Conducting a simulated sequential learning run

In this tutorial we will show how to conduct a simulated sequential learning run over a fully explored design space.

Creating a fully explored `DesignSpace`

Following a similar procedure as in the previous tutorial, we will create a fully explored DesignSpace (ie. no unknown labels). This time the structures will be clean mono-elemental surfaces which we can generate via generate_surface_structures.

>>> # Generate the clean surfaces
>>> from autocat.surface import generate_surface_structures
>>> from autocat.utils import flatten_structures_dict
>>> surfs_dict = generate_surface_structures(
...     ["Pt", "Cu", "Li", "Ti"],
...     n_fixed_layers=2,
...     default_lat_param_lib="pbe_fd"
... )
>>> surfs = flatten_structures_dict(surfs_dict)

In this case we specified that the default lattice parameters from the library calculated with the PBE XC functional and a finite difference basis set.

As before, we will create random labels for all structures. But if you want meaningful sequential learning runs these must be actual labels relevant to your design space!

>>> # Generate the labels for each structure
>>> import numpy as np
>>> labels = np.random.uniform(-1.5,1.5,size=len(surfs))

Taking the structures and labels we can define our DesignSpace.

>>> from autocat.learning.sequential import DesignSpace
>>> design_space = DesignSpace(surfs, labels)
>>> design_space
+-------------------------+--------------------------+
|                         |       DesignSpace        |
+-------------------------+--------------------------+
|    total # of systems   |            10            |
| # of unlabelled systems |            0             |
|  unique species present | ['Pt', 'Cu', 'Li', 'Ti'] |
|      maximum label      |    1.1205404366846423    |
|      minimum label      |   -1.3259701029215702    |
+-------------------------+--------------------------+

Doing a single simulated sequential learning run

Given our fully explored DesignSpace, we can simulate a sequential learning search over it to gain insights into guided searches within this context. To do this simulated run we can make use of the simulated_sequential_learning function. This will internally drive a SequentialLearner object which will be returned at the end of the run.

As before, we will need to make choices with regard to the Predictor settings.
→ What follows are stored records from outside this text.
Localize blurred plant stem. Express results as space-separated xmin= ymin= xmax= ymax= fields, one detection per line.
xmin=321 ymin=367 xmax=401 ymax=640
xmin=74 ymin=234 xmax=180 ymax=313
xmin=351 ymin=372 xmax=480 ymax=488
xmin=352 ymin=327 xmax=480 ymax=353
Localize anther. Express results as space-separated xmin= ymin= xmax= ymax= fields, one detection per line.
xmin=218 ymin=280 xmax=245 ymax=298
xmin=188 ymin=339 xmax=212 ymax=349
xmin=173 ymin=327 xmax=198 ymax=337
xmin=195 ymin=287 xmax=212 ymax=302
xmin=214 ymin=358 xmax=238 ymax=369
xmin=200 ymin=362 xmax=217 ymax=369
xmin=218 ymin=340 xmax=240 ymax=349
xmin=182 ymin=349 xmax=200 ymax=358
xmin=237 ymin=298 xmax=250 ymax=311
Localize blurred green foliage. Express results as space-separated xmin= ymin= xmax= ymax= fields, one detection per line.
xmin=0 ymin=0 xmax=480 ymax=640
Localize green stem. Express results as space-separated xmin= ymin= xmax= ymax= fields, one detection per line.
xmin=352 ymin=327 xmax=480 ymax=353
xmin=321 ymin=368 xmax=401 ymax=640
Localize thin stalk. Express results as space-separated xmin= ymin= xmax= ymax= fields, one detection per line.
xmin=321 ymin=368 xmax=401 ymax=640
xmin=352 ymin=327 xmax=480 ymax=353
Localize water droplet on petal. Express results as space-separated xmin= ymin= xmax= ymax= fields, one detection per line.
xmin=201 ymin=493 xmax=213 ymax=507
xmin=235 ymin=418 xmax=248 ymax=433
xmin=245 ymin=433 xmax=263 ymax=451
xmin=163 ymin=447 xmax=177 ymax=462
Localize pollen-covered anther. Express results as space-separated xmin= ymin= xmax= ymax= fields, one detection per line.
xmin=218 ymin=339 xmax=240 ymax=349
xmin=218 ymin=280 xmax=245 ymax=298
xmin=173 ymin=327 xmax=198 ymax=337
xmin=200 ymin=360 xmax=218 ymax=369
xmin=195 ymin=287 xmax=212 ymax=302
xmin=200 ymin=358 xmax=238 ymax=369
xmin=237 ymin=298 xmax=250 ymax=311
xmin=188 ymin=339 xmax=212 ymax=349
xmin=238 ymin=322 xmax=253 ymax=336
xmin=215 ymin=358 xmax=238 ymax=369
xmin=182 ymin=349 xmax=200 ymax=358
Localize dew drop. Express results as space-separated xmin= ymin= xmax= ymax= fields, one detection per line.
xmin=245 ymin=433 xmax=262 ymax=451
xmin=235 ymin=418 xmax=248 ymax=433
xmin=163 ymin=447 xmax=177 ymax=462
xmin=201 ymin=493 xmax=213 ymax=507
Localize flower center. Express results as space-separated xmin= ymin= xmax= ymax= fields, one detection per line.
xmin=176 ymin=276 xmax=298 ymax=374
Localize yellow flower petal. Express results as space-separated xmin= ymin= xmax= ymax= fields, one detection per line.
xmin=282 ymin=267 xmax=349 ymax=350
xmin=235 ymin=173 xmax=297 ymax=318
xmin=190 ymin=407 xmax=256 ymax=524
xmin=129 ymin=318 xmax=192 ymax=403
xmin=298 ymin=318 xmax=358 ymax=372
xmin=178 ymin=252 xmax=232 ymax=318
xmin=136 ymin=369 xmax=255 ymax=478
In this case we will use a SineMatrix featurizer alongside a GaussianProcessRegressor.

>>> from sklearn.gaussian_process import GaussianProcessRegressor
>>> from sklearn.gaussian_process.kernels import RBF
>>> from dscribe.descriptors.sinematrix import SineMatrix
>>> from autocat.learning.featurizers import Featurizer
>>> from autocat.learning.predictors import Predictor
>>> kernel = RBF(1.5)
>>> regressor = GaussianProcessRegressor(kernel=kernel)
>>> featurizer = Featurizer(
...     featurizer_class=SineMatrix,
...     design_space_structures=design_space.design_space_structures
... )
>>> predictor = Predictor(regressor=regressor, featurizer=featurizer)
>>> predictor
+-----------+------------------------------------------------------------------+
|           |                            Predictor                             |
+-----------+------------------------------------------------------------------+
| regressor | <class 'sklearn.gaussian_process._gpr.GaussianProcessRegressor'> |
|  is fit?  |                              False                               |
+-----------+------------------------------------------------------------------+
+-----------------------------------+-------------------------------------------+
|                                   |                 Featurizer                |
+-----------------------------------+-------------------------------------------+
|               class               | dscribe.descriptors.sinematrix.SineMatrix |
|               kwargs              |                    None                   |
|            species list           |          ['Li', 'Ti', 'Pt', 'Cu']         |
|       maximum structure size      |                     36                    |
|               preset              |                    None                   |
| design space structures provided? |                    True                   |
+-----------------------------------+-------------------------------------------+

We also need to select parameters with regard to candidate selection. This includes the acquisition function to be used,
target window (if applicable), and number of candidates to pick at each iteration. This can be done via the CandidateSelector object. Let's use a maximum uncertainty acquisition function to pick candidates based on their associated uncertainty values.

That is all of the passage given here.